JOHANNESBURG, South Africa – Modern cars come with a number of features intended to make driving easier and to keep you in contact with family and friends, and entertained.
Think infotainment, connectivity for a no-hands phone, satellite navigation, music while you drive – and no CDs cluttering the cubby.
On the other hand, being ”connected” means the possible exposure of sensitive digital information: phone names/numbers, computer user-names, contact names and their phone numbers, account usernames/passwords, private addresses and – think hijacking – weekly or daily driving routes.
All this personal info could be delivered to a vehicle dealer, the vehicle’s next owner – even a total stranger seeking to harvest such information during a test-drive.
Satnav data could expose your home address; frequent routes could help a hijacker.
Tracker SA’s Ron Knott-Craig told The Corner in a media release: ”These are perhaps not things you might have considered but you need to treat your car the way you would treat an old computer, smartphone or tablet before parting with it.
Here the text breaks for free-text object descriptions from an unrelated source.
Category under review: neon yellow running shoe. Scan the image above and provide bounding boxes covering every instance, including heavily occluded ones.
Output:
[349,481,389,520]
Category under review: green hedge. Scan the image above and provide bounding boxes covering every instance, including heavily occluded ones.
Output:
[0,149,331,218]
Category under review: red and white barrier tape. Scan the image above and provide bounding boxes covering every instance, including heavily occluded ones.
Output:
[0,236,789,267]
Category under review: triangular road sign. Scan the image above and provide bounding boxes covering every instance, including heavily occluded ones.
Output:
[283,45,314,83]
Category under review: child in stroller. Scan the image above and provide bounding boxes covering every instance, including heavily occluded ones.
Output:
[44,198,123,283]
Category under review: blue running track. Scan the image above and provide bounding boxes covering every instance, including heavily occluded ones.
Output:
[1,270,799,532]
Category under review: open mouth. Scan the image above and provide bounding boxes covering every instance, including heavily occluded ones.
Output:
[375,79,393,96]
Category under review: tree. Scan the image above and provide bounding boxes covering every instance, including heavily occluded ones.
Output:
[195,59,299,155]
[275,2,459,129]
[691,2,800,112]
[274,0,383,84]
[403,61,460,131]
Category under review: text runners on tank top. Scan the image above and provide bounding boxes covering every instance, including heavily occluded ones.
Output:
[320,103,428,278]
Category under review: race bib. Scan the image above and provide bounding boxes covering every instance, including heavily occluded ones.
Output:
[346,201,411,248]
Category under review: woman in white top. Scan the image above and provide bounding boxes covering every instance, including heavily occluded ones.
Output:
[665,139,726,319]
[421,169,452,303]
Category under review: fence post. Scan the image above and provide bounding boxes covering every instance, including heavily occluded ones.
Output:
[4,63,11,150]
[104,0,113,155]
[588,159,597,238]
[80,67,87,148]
”While you are clearing out your personal items, take time to clear all personal information.
HEED THIS ADVICE
Here are some considerations and the steps to take to erase the personal data stored by your car before you part ways:
Remove all Bluetooth pairings: Unpair your phone and any other devices you might have connected to the car via Bluetooth. When you unpair a phone it will typically remove the contacts, call history, and other personal data with it. However, if not…
Delete contact history: Go through the menu options to remove contact names and numbers, call history, text messages. This could be a little different for each vehicle make and model so consult owner’s manuals for how to do so.
Clear addresses: The navigation system has most likely stored your home and office addresses and other frequent destinations, and routes regularly travelled. These systems often have a menu option to ‘clear personal data’ or recent destinations.
Log out of mobile apps: Log out of all the car’s mobile apps or those that pair with an app on your smartphone.
Disengage the garage door opener: Imagine if the new owner of your car could open your garage door at the touch of a button. Along with the knowledge of your home address, you could be inviting a crook for a home visit.
So, remove the door code programmed into your car: it could be as easy as pushing two buttons at once for a few seconds. Again, consult your owner’s manual.
Be sure to cancel or transfer any subscription service(s) to which your car might be connected.
A quick way to remove all personalised data from a vehicle is to ”Restore factory settings”.
Tracker’s Knott-Craig again: “Modern vehicle infotainment systems store as much data as a computer or smartphone so you could be putting your security at risk if you forget to erase your personal information when you sell or upgrade your car.
”“Take the time to go through the car’s menu and delete all data to keep yourself and your loved ones safe.”